Rick Grimes and his band of survivors have taken shelter from the zombie menace in an abandoned prison, only to become embroiled in an internal dispute. The arrival of a mysterious, katana-wielding woman sows further discord amongst the survivors. Events eventually prompt a moment of revelation for Rick.
The Heart's Desire is the fourth graphic novel in The Walking Dead series, Robert Kirkman's 'zombie movie that never ends'. It immediately picks up the storyline after the third book, Safety Behind Bars and...well, doesn't go very far at all.
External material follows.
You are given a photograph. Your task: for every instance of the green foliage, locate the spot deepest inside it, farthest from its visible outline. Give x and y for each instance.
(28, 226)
The Heart's Desire can best be summed up as the Crossroads of Twilight (the infamously static tenth novel of Robert Jordan's Wheel of Time sequence) of The Walking Dead. Nothing much happens of consequence to the overall story arc. The characters regrouping and taking stock of themselves after the first three books would make sense, but Kirkman is not a sufficiently good-enough writer of character to make this work across such a length of time. He is solid at plotting and structure, but his characterisation skills are highly variable (at best) and quite lacking during this particularly collection. The story breaks down into a melodramatic soap opera, with characters more concerned about who is sleeping with who and who should be in charge than actually dealing with the zombie menace or their own survival.
There are flashes of competence here, but these are not developed far enough. Michonne has a hell of an entrance and shakes things up a bit, but then doesn't really do anything. Rick angsts at some considerable length about the burden of command which would have made for a more interesting storyline if it hadn't been so badly-written. In fact, the entire book seems to be building to Rick's moment of self-revelation at the end which is puzzling: Rick realising that the zombies are not the 'walking dead' is something I think most readers latched onto in issue #1, and is the reason for the title of the entire comic book series. Kirkman presenting it as some kind of massive plot twist is simply inexplicable, and ends the book on a completely pointless note that led this reader with little desire to read on in the series. It is rather telling that the upcoming third season of the TV show will apparently condense the events of the third graphic novel with the one or two that come after it to create a far more compelling narrative than relying on the events of the third and fourth books alone.
The Heart's Desire (**) is a seriously sub-par and disappointing entry to The Walking Dead franchise. It is available now in the UK and USA.